Sul mercato americano i produttori di alcolici non possono vendere direttamente a consumatori, Gdo, bar o ristoranti. Invece, i produttori devono vendere a importatori o distributori, che vendono la merce a supermercati, wine-bar e ristoranti. Il sistema protezionistico impatta su più livelli di una catena logistica segmentata: il retail, diviso nei due canali dell'acquisto a scaffale e del cosiddetto horeca (alberghi, bar e ristoranti), il wholesale, gli importatori e i produttori. «Ciascuna componente deve proteggere i suoi margini e mette in campo le sue strategie commerciali. Chi ritiene che la minaccia di Trump non sia un bluff sta già pensando ad aumentare le scorte nei magazzini Usa prima che scattino gli eventuali dazi sulle casse spedite dall'Italia. Il vino però è un bene deperibile, lo spazio nei magazzini è limitato e la rotazione del magazzino ha un costo», spiega Luca Ferrari, partner dello studio legale Withers che tra i suoi clienti assiste anche alcuni importanti produttori vitivinicoli italiani che esportano negli Usa. Se partiranno i dazi, bisognerà discutere di quanto potranno farsi carico delle nuove tariffe gli importatori e quanto del peso verrà scaricato sul wholesale. A livello retail l'assorbimento sarà limitato, anche perché la grande distribuzione acquista just in time. «Vanno poi considerati i singoli contratti che regolano il rapporto tra il produttore di vino italiano e l'importatore Usa. Quando questi contratti prevedono già l'eventualità di nuovi dazi, tra le clausole può esserci anche la ripartizione del costo aggiuntivo. Se, però, queste condizioni non sono esplicitate, l'importatore pretende la collaborazione del produttore che poi deve valutare come adeguarsi. Si dovrebbe cercare un punto d'equilibrio partendo sempre dalla fascia di prezzo in cui si colloca il prodotto nel punto retail», aggiunge Ferrari.

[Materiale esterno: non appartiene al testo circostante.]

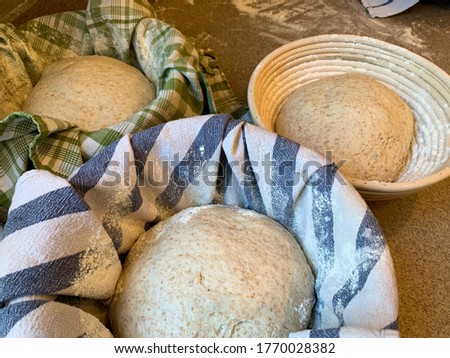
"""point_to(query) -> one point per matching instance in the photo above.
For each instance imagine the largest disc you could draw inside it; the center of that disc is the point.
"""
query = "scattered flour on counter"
(309, 17)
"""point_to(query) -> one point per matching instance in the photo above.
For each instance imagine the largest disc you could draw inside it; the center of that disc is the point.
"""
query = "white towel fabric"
(63, 237)
(386, 8)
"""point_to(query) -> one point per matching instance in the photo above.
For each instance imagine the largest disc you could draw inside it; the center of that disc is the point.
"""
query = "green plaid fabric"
(189, 83)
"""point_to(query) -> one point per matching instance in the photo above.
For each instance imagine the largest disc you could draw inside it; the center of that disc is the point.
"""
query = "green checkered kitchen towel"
(189, 83)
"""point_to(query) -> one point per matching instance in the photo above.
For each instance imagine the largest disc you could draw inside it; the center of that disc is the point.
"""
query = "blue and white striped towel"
(63, 238)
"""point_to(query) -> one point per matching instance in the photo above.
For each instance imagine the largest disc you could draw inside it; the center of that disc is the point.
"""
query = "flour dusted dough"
(90, 91)
(214, 271)
(356, 117)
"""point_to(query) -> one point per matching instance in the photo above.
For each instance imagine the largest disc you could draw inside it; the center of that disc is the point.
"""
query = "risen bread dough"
(90, 91)
(356, 117)
(214, 271)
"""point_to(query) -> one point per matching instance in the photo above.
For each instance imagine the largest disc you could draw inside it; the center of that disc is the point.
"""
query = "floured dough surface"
(357, 118)
(91, 91)
(214, 271)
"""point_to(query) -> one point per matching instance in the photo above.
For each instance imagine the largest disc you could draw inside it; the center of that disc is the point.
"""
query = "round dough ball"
(357, 118)
(214, 271)
(91, 91)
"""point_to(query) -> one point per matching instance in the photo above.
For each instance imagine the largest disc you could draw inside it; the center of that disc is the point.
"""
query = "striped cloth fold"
(386, 8)
(63, 238)
(188, 80)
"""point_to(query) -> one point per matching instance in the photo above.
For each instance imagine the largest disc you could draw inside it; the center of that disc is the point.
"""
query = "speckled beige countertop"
(242, 32)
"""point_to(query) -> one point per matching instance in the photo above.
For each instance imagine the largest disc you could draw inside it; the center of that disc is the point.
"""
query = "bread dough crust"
(214, 271)
(356, 117)
(91, 91)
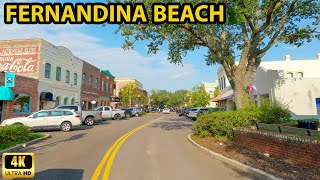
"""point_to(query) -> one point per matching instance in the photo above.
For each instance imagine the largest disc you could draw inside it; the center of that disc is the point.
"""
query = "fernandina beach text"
(113, 13)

«Il contratto di fornitura prevede meccanismi di adeguamento dei prezzi rispetto a fattori stagionali e congiunturali. Ma l'introduzione o l'aumento di tariffe può destabilizzare il rapporto con l'importatore che spesso, per mantenere l'esclusiva, si impegna su minimi volumi di acquisto. Questi impegni potrebbero risultare insostenibili a fronte di una domanda, lato wholesale e retail, che si contrae proprio per effetto degli aumenti di prezzo causati dai dazi. Al contrario, molti produttori medio-piccoli subiscono le condizioni contrattuali dell'importatore e firmano accordi di lungo termine in esclusiva con minimi di acquisto ben al di sotto della soglia di tutela».

Maggiore è lo sconto che fa il produttore sulla bottiglia e minore è l'impatto del dazio. Che può anche entrare in vigore quando la merce è già in mare nei container col rischio di farla arrivare con un costo aggiuntivo non previsto alla partenza. «In quel caso l'importatore può chiedere un indennizzo, magari rifiutando di ritirare e sdoganare la merce.

Il produttore dovrà trovare un accomodamento, perché se l'alternativa è una causa, e specialmente se la parte italiana si è lasciata imporre per contratto il foro americano, parliamo di costi insostenibili», è la conclusione di Ferrari.